Fellow panelist Stephanie Helm, director of the MassCyberCenter at the Mass Tech Collaborative, echoed Kennealy’s sentiments, emphasizing the importance of working with various industries on cyber innovation.
“I know that we often are invited to participate with health care organizations and financial technology organizations to help think about how cybersecurity can be better integrated to some of the efforts that they’re making,” Helm noted. “And that’s just going to continue.”
The session also featured the viewpoints of two additional cyber-focused state agencies: the Executive Office of Technology Services and Security (EOTSS), which offers digital services and productivity tools to state employees and local businesses, and the Executive Office of Public Safety and Security (EOPSS).
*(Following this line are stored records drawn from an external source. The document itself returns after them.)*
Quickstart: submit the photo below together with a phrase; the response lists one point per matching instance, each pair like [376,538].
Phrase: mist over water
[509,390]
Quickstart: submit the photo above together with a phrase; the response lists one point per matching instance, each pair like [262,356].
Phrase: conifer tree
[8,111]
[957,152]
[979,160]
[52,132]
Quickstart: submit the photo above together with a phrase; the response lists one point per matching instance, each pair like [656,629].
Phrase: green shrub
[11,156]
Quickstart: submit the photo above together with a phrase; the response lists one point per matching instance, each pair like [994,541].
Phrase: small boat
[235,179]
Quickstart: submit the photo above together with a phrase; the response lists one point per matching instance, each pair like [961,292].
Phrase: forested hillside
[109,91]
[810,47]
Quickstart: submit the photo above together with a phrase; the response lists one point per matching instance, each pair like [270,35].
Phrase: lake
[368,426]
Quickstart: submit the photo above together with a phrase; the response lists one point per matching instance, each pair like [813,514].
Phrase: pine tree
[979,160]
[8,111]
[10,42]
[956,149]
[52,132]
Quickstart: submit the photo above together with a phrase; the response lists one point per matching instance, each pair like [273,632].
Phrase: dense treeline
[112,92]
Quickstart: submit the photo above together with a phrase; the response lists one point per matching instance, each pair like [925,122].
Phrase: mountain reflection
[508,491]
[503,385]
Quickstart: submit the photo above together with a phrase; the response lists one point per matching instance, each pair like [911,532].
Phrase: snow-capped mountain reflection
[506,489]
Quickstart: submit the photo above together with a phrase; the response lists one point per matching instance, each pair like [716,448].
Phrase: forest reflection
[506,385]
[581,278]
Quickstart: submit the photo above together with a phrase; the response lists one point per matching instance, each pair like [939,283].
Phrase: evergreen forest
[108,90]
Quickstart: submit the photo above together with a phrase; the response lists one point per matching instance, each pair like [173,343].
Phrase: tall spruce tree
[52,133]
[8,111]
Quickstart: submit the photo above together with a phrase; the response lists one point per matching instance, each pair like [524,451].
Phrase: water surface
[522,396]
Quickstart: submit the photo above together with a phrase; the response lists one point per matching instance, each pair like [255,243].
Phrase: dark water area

The EOTSS was created in 2017 with a focus on investing in the modernization of enterprise technology services and cybersecurity across the state’s executive branch, while also helping hundreds of municipalities through information and resource sharing, said panelist Curtis Wood, EOTSS secretary. “For the last several years we’ve really focused on several areas including certainly security operations, vulnerability management programs, threat monitoring, threat hunting,” as well as a security awareness program for employees – “all to strengthen our DNA our security fabric across the executive branch of government,” said Wood.
Meanwhile, through its Office of Grants and Research agency, EOPSS allocates federal funding toward efforts to bolster cyber programs in municipalities around the state. Using these funds, for example, “we’ve hired a cybersecurity director that goes out to the communities, that meets with some of these municipalities,” said Jeanne Benincasa Thorpe, EOPSS undersecretary. Also, “we’ve created a cyber incident coordination policy working with our partners over at EOTSS to help us understand what is needed, through our 13 agencies… if there’s a cyber event. How do we help? How do we mitigate? How do we prepare for it?”
Additionally, EOPSS has started an academy for training state and local law enforcement on cybersecurity forensics and investigatory procedures, so state personnel can serve as a bench team to supplement federal efforts in the event of a large cyber event. “That’s been very, very, very successful,” said Thorpe.